Indiana University President Michael A. McRobbie said the Lilly Endowment Inc. grant will allow the IU School of Medicine to target some of the “most vexing, problematic” illnesses.
The grant, announced Tuesday, is IU’s third-largest single gift.
McRobbie said the funding will be used to create the new Indiana Physician Scientist Initiative, an effort he said IU hopes can move the school into the top echelon of life science and information technology research schools.
About $38 million will go toward luring 20 top physician scientists in the fields of cancer, neuroscience and diabetes and vascular disease. IU plans to match these dollars with its own resources.
Some $10 million will support IU’s medical scientist training program.
School Dean D. Craig Brater said the initiative seeks to “recruit a cluster of intellectual talent” devoted to turning scientific discoveries into new medical products and treatments for illnesses that will also create new jobs and businesses.
Brater said $6 million of the grant will go toward a big expansion of the school’s Indiana Biobank, which stores in liquid nitrogen biological samples from patients with various diseases.
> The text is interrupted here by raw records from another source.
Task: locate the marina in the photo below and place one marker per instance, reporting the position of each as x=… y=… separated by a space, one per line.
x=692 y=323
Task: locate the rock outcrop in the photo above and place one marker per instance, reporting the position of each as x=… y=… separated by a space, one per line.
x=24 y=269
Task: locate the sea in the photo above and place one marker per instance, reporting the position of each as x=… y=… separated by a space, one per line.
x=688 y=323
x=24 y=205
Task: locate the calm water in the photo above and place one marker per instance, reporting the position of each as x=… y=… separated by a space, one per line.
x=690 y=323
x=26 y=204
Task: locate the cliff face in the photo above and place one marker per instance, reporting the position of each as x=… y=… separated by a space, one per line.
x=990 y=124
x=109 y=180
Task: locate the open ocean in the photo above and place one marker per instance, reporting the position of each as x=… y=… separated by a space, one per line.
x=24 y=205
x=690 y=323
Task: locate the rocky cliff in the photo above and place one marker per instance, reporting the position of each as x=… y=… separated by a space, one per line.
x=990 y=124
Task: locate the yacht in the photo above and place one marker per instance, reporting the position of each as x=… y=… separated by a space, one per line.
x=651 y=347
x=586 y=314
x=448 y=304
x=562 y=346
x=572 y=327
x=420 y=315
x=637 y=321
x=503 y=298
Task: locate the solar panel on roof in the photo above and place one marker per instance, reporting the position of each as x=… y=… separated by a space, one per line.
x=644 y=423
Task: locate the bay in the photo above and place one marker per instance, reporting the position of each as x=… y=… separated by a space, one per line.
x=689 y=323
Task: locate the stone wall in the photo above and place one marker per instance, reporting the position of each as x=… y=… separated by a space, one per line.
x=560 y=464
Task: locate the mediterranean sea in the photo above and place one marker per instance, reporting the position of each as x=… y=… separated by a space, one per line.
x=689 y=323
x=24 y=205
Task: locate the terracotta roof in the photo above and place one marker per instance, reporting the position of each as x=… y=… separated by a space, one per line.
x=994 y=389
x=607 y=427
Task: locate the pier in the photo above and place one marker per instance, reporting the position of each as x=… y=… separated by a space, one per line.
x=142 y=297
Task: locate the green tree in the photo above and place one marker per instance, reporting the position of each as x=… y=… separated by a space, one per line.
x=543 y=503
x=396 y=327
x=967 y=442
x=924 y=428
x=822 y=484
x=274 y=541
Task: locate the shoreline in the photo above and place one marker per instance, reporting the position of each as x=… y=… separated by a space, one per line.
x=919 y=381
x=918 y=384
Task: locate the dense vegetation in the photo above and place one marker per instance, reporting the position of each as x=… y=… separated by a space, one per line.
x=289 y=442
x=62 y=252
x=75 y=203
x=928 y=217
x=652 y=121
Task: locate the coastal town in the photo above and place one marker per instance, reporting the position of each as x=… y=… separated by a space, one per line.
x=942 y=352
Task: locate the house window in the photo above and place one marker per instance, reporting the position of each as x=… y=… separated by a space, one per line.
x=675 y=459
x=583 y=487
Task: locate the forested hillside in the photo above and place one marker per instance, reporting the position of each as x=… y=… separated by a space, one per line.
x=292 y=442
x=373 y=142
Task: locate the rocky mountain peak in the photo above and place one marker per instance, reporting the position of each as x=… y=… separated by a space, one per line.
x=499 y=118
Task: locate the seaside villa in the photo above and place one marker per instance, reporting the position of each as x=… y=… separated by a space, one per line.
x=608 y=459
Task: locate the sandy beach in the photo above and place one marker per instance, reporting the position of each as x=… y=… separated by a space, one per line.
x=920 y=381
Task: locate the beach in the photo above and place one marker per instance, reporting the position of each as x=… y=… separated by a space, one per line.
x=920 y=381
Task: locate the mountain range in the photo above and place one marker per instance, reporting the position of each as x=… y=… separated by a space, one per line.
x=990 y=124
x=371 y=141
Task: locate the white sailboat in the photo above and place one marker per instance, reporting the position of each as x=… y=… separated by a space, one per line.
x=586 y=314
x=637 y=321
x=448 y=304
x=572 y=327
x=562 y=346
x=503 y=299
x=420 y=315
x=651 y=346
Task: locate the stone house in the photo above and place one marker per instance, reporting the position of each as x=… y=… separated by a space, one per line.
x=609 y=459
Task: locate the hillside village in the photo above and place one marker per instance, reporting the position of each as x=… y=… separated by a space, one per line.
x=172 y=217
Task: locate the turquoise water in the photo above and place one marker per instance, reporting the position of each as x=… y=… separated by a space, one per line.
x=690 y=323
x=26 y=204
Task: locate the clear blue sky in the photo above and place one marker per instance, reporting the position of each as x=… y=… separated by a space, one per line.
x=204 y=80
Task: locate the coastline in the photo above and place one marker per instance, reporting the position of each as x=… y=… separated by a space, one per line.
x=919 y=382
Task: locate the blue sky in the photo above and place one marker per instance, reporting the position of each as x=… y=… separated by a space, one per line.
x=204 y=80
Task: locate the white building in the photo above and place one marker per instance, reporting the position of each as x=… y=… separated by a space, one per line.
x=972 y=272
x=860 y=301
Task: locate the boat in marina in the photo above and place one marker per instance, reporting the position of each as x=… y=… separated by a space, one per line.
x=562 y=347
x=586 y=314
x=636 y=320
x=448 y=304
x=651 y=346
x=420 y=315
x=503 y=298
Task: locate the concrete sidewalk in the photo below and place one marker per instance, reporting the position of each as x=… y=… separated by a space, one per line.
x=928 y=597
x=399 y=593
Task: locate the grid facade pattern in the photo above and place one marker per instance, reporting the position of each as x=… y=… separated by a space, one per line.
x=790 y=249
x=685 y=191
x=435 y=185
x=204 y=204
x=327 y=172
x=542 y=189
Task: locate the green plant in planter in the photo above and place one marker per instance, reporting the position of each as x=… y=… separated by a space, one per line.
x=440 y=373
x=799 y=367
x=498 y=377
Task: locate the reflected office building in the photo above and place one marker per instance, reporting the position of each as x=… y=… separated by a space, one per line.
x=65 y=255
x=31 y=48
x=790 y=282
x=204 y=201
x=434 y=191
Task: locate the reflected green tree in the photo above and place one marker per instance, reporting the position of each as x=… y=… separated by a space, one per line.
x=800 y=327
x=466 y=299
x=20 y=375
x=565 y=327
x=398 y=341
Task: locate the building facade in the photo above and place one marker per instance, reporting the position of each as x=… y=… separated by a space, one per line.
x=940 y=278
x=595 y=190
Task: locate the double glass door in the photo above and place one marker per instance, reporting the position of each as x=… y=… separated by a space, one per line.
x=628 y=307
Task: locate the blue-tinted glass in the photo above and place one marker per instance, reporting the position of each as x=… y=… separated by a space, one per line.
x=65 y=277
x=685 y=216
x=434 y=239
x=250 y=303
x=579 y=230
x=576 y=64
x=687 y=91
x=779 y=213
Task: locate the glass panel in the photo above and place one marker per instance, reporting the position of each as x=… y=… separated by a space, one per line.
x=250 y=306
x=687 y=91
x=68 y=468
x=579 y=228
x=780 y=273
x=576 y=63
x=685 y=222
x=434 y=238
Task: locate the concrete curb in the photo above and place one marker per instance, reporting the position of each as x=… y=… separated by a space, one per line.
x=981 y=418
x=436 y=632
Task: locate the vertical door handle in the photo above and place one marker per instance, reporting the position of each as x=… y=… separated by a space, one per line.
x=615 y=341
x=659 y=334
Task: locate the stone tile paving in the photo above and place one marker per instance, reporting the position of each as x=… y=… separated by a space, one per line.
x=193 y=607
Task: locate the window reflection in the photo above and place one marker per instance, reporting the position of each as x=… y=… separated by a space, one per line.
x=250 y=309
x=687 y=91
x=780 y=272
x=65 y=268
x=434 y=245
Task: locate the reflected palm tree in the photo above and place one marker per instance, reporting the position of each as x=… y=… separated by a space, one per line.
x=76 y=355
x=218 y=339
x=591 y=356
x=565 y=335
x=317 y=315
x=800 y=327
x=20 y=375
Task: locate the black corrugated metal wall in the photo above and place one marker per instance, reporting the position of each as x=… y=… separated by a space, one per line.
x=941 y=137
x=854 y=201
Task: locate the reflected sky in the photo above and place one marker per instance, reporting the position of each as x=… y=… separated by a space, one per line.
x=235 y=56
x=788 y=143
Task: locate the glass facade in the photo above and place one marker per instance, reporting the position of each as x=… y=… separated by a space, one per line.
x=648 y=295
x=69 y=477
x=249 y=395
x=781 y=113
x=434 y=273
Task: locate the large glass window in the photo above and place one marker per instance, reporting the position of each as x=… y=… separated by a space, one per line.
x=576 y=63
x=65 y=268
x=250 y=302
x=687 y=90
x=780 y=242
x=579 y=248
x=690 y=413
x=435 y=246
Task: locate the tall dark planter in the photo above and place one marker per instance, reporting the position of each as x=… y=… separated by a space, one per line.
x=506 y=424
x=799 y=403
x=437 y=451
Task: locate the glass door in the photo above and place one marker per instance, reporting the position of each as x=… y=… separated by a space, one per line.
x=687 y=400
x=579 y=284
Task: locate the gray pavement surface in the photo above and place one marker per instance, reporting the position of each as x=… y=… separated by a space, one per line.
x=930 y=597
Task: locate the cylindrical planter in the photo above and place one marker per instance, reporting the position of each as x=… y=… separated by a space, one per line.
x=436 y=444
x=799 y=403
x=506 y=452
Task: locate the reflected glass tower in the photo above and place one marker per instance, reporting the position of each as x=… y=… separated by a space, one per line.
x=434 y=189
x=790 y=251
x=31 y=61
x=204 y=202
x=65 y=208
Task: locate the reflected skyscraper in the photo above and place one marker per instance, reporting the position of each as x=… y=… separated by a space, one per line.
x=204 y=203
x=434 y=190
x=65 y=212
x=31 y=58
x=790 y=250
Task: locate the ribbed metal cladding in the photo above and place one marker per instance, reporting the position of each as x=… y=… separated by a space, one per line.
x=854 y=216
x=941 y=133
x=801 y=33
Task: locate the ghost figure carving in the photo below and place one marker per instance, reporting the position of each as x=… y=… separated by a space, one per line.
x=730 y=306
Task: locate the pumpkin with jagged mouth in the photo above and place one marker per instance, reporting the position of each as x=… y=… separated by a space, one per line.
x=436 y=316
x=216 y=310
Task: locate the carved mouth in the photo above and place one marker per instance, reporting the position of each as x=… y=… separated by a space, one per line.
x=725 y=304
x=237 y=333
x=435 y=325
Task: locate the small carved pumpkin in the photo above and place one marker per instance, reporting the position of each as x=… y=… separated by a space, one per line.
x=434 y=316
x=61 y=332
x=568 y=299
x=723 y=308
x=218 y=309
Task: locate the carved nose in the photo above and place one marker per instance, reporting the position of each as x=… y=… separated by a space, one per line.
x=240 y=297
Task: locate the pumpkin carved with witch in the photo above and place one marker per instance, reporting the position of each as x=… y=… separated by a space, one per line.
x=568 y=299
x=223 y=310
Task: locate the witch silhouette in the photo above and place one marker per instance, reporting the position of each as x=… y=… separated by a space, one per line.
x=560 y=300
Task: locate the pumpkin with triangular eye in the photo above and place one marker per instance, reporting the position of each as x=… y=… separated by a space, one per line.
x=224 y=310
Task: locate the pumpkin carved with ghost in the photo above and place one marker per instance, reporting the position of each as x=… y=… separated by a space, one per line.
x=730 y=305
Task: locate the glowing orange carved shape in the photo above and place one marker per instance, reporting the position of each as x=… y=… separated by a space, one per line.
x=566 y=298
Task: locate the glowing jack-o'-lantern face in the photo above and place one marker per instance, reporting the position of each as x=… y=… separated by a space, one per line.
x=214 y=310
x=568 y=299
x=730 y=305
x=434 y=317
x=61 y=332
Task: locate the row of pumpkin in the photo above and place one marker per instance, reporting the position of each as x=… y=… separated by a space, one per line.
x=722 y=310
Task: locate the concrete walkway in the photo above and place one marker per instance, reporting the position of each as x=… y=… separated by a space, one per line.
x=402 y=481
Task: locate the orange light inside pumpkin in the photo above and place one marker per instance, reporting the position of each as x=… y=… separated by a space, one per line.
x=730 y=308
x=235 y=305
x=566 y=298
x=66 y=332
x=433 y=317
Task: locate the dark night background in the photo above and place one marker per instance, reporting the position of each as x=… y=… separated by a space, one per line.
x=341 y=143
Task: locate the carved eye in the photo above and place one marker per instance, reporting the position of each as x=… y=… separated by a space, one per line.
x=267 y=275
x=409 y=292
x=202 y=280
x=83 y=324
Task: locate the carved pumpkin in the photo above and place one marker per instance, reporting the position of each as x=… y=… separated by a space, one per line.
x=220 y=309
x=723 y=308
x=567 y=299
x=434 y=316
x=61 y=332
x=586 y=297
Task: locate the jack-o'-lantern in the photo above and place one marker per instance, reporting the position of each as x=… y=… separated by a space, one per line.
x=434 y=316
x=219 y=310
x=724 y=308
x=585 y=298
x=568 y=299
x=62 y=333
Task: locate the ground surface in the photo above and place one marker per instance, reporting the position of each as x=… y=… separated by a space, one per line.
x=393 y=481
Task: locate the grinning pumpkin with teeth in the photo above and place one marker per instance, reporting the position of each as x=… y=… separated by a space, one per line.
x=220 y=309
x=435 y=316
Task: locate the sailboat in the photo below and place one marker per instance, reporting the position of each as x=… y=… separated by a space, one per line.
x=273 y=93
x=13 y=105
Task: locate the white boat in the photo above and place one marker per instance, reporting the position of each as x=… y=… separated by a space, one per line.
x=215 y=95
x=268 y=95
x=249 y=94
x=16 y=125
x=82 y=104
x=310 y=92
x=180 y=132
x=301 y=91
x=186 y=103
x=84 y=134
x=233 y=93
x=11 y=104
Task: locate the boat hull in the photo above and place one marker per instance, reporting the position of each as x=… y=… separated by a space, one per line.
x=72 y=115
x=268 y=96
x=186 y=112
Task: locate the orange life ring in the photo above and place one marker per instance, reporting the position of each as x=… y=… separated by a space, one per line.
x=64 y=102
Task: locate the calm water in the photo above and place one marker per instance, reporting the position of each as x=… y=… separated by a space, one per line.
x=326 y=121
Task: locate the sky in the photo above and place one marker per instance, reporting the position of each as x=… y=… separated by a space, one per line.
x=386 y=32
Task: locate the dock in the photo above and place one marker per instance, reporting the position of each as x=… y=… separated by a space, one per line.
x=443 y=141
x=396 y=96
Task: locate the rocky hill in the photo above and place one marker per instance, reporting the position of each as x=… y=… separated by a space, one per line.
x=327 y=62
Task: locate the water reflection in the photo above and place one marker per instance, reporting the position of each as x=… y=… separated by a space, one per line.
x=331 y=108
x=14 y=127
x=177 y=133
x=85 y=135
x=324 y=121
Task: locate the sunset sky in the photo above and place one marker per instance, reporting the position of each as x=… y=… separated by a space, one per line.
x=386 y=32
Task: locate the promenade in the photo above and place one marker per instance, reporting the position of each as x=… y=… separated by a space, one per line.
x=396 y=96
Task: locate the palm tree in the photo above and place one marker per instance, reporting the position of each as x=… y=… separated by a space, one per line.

That repository allows researchers to study DNA tissues that can shed light on the genetic factors behind those ills.
Some $2 million will go to specialists who manage Biobank data. The remaining $4 million will expand the school’s international programs in Kenya, Mexico, Honduras and China and fund a program that helps move basic research from the laboratory to human testing.
McRobbie said the grant from the Lilly Endowment grant boosts to nearly $600 million the amount IU has received from the Indianapolis-based endowment over the past three decades.
The endowment was founded in 1937 by three members of the Lilly family through gifts of stock in their pharmaceutical business, Eli Lilly and Co.
McRobbie said the $60 million grant will be a boon to IU’s medical researchers.
“It will provide them with the advanced technologies, training and resources they need to bring their research discoveries to the bedside. These physician-scientists will use their clinical and research expertise to address some of the most vexing, problematic questions about human health,” he said.